One of the key points in Staben’s address regarding engagement focused on what will directly affect both current and future students — the dreaded shift in advising. Advising would move to a more centralized system. This means the adviser students regularly meet with can still be a source of information but will not be the staff to lift registration holds.

Based solely off Staben’s comments on the controversial upcoming shift, it sounds like an abundance of students are in favor of an advising system many know very little about yet.

“I know that those moves have caused some concern, but we must come together to work them out,” Staben said. “Students have been very interested in centralizing services and this tells me they see this as a positive move.”
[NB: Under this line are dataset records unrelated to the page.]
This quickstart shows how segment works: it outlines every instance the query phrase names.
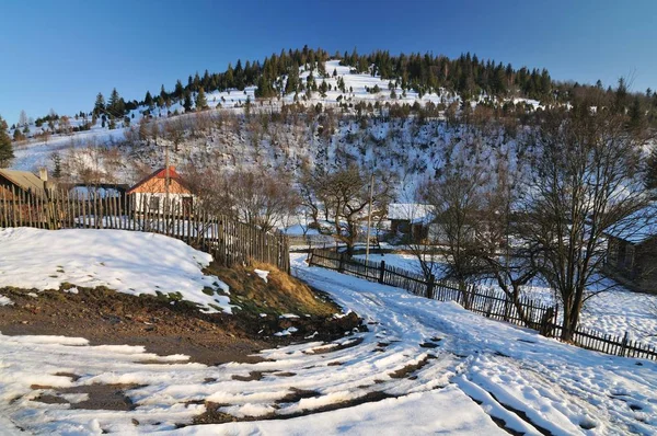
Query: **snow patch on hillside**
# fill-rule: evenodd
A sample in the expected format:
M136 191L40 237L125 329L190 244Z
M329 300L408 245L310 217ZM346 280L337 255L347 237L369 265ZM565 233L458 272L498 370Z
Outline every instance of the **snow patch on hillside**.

The new advising system, which will add one more thing to a student’s plate during a hectic moment in the semester, seems like it would be a burden to students. With the buzz and confusion swirling around campus, the students Staben referenced during the address do not seem to comprise the majority of the student population.

As much of the speech revolved around students, it will be interesting to see the enrollment growth outlined in the strategic plan become an actuality. Such growth should bring up many questions for the UI community, especially students. Where will the influx of students live? How will UI’s notably small and intimate class sizes be affected? Will on-campus space become a problem?

Students and UI community members should be excited to see what an updated and seemingly more solidified strategic plan will bring for the advancement of the university. But, it will take more than shiny brochures and color-coordinated graphics to push these ideas into reality.

With Staben staying at UI and a cooperative administration behind him, hopefully the four goals addressed at the State of the University Address will see results soon.

With such an importance placed on what often seem like complex goals, The Argonaut will continue to report on the issues students want to hear most.